Upon admission, 56 youth were tapered off of antipsychotic medications, started on other forms of pharmacotherapy (92.9% were started on medications used to treat attention-deficit/hyperactivity disorder), and received evidence-based behavioral programming and were ultimately discharged from the hospital. The mean duration of treatment was 228 days for the discontinuation group and 204 days for the continuation group. Significant decreases in body mass index [BMI; t(53) = 7.12, p = 0.0001] and BMI percentile [t(53) = 6.73, p = 0.0001] were found from admission to discharge in the antipsychotic discontinuation group. Changes in BMI, BMI percentile, or systolic blood pressure were not found in the group (n = 10) who were maintained on antipsychotics. Both groups experienced a significant increase in their Global Assessment of Functioning score [t(52) = 19.98, p = 0.0001 for discontinued; t(8) = 5.092, p = 0.001 for maintained]. Psychiatric symptom severity scores significantly improved in many subscales relevant to disruptive behaviors and mood disorders for those who were removed from the medications. For those maintained on the antipsychotics, there were fewer changes in psychiatric symptom scores.

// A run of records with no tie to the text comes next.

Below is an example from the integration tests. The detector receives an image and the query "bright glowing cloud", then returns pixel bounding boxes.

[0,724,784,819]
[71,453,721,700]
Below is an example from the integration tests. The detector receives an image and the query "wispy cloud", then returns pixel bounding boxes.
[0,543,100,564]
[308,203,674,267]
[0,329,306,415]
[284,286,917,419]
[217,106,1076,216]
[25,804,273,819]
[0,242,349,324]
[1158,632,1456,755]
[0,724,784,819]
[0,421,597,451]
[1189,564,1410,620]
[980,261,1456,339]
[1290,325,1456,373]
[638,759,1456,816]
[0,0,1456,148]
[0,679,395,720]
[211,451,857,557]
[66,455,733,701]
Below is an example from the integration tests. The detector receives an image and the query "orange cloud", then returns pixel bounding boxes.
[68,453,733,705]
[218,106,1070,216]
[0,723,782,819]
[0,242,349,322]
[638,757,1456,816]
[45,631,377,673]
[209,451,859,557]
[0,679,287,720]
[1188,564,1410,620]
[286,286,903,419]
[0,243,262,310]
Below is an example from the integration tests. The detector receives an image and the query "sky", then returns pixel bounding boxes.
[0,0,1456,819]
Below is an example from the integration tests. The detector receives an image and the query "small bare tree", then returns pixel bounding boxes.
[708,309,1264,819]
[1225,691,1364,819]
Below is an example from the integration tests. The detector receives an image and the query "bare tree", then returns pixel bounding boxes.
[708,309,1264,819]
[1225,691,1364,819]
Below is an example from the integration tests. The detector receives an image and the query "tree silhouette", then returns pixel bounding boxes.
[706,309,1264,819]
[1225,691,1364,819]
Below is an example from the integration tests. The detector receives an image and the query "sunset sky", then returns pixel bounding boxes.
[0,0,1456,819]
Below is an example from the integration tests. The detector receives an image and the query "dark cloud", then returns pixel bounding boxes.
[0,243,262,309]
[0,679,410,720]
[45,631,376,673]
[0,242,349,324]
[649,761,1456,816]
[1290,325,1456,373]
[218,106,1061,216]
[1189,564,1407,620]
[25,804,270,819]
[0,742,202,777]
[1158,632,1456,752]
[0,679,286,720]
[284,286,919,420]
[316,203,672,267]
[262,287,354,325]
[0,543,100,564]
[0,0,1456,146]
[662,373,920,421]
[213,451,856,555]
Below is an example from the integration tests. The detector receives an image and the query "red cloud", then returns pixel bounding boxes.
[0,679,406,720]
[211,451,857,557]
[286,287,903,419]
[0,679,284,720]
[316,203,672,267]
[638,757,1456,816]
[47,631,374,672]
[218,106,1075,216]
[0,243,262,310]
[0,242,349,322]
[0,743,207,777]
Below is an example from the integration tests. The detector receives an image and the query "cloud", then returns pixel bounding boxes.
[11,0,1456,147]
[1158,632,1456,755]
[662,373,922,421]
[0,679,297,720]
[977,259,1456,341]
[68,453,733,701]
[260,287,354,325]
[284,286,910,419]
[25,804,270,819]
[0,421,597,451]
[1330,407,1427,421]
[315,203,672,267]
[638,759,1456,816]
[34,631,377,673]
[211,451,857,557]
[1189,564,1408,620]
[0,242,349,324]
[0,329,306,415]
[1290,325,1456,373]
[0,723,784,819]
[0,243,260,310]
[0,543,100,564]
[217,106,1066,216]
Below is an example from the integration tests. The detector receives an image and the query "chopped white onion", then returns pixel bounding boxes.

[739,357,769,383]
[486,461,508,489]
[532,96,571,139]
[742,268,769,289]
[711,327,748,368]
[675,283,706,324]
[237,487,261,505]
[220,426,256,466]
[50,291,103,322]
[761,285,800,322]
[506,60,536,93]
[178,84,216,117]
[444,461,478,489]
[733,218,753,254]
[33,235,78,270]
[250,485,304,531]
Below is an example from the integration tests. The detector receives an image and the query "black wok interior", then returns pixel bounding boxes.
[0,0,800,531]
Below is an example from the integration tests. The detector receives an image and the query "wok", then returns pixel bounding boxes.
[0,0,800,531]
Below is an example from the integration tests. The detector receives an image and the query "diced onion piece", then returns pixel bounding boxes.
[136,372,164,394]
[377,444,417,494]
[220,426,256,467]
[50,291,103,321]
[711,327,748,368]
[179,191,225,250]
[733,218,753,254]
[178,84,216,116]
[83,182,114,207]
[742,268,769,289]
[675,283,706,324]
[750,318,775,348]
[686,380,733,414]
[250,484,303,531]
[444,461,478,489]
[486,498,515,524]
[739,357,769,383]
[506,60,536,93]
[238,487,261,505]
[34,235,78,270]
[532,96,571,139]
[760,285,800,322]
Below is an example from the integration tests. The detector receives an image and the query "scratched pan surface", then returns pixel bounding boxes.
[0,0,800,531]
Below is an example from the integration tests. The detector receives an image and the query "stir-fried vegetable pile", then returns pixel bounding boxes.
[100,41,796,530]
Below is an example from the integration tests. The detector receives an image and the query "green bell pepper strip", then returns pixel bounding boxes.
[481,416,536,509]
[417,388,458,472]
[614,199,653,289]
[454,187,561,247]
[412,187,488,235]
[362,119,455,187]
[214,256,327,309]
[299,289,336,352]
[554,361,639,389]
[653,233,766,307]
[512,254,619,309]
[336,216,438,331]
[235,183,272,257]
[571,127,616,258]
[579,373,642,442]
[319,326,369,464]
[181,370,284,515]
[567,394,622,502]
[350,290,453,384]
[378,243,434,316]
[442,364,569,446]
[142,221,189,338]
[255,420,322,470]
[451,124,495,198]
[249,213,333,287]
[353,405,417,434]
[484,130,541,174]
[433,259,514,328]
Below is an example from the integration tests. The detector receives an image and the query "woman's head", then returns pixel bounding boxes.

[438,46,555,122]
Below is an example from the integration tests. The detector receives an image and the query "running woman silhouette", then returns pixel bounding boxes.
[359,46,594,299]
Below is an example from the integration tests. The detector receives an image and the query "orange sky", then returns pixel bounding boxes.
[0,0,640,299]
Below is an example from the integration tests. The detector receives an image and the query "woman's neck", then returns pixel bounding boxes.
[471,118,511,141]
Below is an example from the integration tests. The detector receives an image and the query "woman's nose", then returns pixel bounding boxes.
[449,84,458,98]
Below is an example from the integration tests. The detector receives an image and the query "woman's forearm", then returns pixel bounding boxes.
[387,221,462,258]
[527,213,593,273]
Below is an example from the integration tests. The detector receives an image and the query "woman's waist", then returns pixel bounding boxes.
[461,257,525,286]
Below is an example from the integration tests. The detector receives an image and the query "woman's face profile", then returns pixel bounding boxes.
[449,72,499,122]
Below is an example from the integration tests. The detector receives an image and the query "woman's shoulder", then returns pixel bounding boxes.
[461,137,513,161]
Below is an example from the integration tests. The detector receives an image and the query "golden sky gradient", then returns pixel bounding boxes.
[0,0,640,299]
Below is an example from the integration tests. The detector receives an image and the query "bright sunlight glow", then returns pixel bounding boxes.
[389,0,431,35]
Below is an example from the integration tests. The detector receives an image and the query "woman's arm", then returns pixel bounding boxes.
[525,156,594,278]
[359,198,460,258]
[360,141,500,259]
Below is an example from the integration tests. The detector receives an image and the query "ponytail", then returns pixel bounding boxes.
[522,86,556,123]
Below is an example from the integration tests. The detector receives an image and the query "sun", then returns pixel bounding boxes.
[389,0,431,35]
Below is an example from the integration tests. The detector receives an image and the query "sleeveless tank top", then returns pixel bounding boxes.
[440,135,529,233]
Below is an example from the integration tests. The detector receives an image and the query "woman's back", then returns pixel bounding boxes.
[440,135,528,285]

Discontinuation of atypical antipsychotic medications in conjunction with tailoring treatment to presenting diagnoses resulted in metabolic and psychiatric symptom improvement among severely impaired state hospital inpatient youth. These results serve as a feasibility demonstration that discontinuation of antipsychotics does not provoke psychiatric destabilization, particularly among disruptive behavior disordered youth.
评估在精神病州立医院住院的严重受损青少年中,抗精神病药物逐渐减量和停药对代谢功能指标及精神症状严重程度的影响。
该研究对67名住院儿童和青少年(平均年龄11.9岁;56名停用抗精神病药物,10名继续使用抗精神病药物,1名开始使用抗精神病药物)从入院到出院期间的精神和代谢指标进行了检查。
入院时,56名青少年逐渐停用抗精神病药物,开始使用其他形式的药物治疗(92.9%开始使用用于治疗注意力缺陷/多动障碍的药物),并接受循证行为规划,最终出院。停药组的平均治疗时长为228天,继续用药组为204天。抗精神病药物停药组从入院到出院,体重指数[BMI;t(53)=7.12,p=0.0001]和BMI百分位数[t(53)=6.73,p=0.0001]显著下降。继续使用抗精神病药物的组(n=10)未发现BMI、BMI百分位数或收缩压有变化。两组的总体功能评估得分均显著提高[停药组t(52)=19.98,p=0.0001;继续用药组t(8)=5.092,p=0.001]。对于停用药物的青少年,与破坏性行为和情绪障碍相关的许多子量表中的精神症状严重程度得分显著改善。对于继续使用抗精神病药物的青少年,精神症状得分变化较少。
停用非典型抗精神病药物并根据当前诊断调整治疗,可使严重受损的州立医院住院青少年的代谢和精神症状得到改善。这些结果证明了停用抗精神病药物不会引发精神不稳定,特别是在患有破坏性行为障碍的青少年中,具有可行性。